Anschließend, wie von dir beschrieben, eine "mask-Datei" angelegt und konnte dann die 1.6.3-Version wieder neu installieren.

Super, vielen, vielen Dank, es funktioniert nun wieder alles    :Very Happy:   :Very Happy:   :Very Happy: 

----------

## asturm

Zur Info: Qt4-basierte <synergy-2.0.0 Versionen sind vom Aussterben bedroht sobald 2.0.0 auf allen arches stable ist. https://bugs.gentoo.org/649572

----------

## Andreas O.

 *asturm wrote:*   

> Zur Info: Qt4-basierte <synergy-2.0.0 Versionen sind vom Aussterben bedroht sobald 2.0.0 auf allen arches stable ist. https://bugs.gentoo.org/649572

 

Danke für die Info.

Ich kenne mich programmiertechnisch ja leider überhaupt nicht aus - aber wenn schon der Client (/usr/bin/synergyc) ohne graphische Oberfläche auskommt, sollte da der Server (/usr/bin/synergys) nicht auch ohne graphische Oberfläche auskommen, sprich ohne QT?

Eine .synergy.conf ist doch auch manuell ohne graphische Oberfläche erstellbar, oder sehe ich da etwa grundsätzlich was falsch?

Was ist eigentlich aus dem Fork: "Barrier" geworden - außer diesem Beitrag habe ich nicht mehr viel dazu gefunden, also beispielsweise keine Pakete, weder unter Gentoo noch unter Debian:

https://www.reddit.com/r/linux/comments/86xcoi/barrier_a_synergy_fork/

Synergy ist einfach ein Programm, das ich nicht mehr missen will, scheinbar gibt es aber für alle 3 Welten (MAC-OS, Linux und Windows) keine brauchbaren Alternativen und die 2er-Version kommt für mich auf keinen Fall in Frage, solange hier teilweise hochsensible Daten (Tastatatureingaben, z.
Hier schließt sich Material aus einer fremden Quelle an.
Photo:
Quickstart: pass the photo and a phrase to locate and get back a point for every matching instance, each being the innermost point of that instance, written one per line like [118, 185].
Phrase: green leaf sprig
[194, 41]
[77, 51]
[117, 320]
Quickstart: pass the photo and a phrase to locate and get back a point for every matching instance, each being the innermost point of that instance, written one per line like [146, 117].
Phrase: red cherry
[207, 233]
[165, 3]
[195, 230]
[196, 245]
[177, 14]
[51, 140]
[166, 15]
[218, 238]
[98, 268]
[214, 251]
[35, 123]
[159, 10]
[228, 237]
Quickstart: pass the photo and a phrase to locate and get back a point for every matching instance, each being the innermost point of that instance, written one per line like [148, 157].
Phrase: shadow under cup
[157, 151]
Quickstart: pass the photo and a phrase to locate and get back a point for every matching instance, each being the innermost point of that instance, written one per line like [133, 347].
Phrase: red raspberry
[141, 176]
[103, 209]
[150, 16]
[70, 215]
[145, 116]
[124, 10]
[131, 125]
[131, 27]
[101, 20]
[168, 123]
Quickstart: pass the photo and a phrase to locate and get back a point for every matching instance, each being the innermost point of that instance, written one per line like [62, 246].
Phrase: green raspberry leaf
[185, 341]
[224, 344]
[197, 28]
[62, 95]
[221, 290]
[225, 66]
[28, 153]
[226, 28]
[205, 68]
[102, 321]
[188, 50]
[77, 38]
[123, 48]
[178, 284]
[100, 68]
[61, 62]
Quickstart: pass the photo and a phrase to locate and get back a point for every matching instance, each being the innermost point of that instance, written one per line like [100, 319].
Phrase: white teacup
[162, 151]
B. auch Passwörter) mehr oder wenig ungeschützt über fremde Server geschickt werden!

----------

## asturm

Das müsstest du den synergy maintainer fragen. Mein einziges Interesse an dem Bug war es Qt4 Abhängigkeiten loszuwerden.

----------

## firefly

 *Andreas O. wrote:*   

>  *asturm wrote:*   Zur Info: Qt4-basierte <synergy-2.0.0 Versionen sind vom Aussterben bedroht sobald 2.0.0 auf allen arches stable ist. https://bugs.gentoo.org/649572 
> 
> Danke für die Info.
> 
> Ich kenne mich programmiertechnisch ja leider überhaupt nicht aus - aber wenn schon der Client (/usr/bin/synergyc) ohne graphische Oberfläche auskommt, sollte da der Server (/usr/bin/synergys) nicht auch ohne graphische Oberfläche auskommen, sprich ohne QT?

 

Qt ist mehr als nur GUI. Es bietet ein komplettes framework mit unter anderen GUI und Netzwerk.

----------

## Andreas O.

Da ich den Thread bereits auf "gelöst" gestellt habe, will ich an dieser Stelle nicht mehr weiter nachbohren und mich bei allen nochmal bedanken, die mein Wissen aufgefrischt bzw. erweitert haben   :Very Happy: 

Ich hoffe, dass die 1er-Version noch möglichst lange benutzbar ist   :Cool: 

----------

## musv

Ich nutze auf Arbeit ebenfalls Synergy unter Fedora. 

Auch da funktionierte es mal eine kurze Zeit nicht, bis ich herausfand, dass ich jetzt auch syngery-core verwenden musste. Das wurde mit einem Update auf magische Weise wieder zurückgedreht. Hier läuft die 1.8.8

Eine GUI braucht man übrigens nicht für die Konfiguration des Servers und schon gar nicht für den Client.

----------

## asturm

Ich könnte USE=qt4 für synergy in package.use.mask geben, dann blockieren die alten Versionen nicht den qt4-cleanup.

----------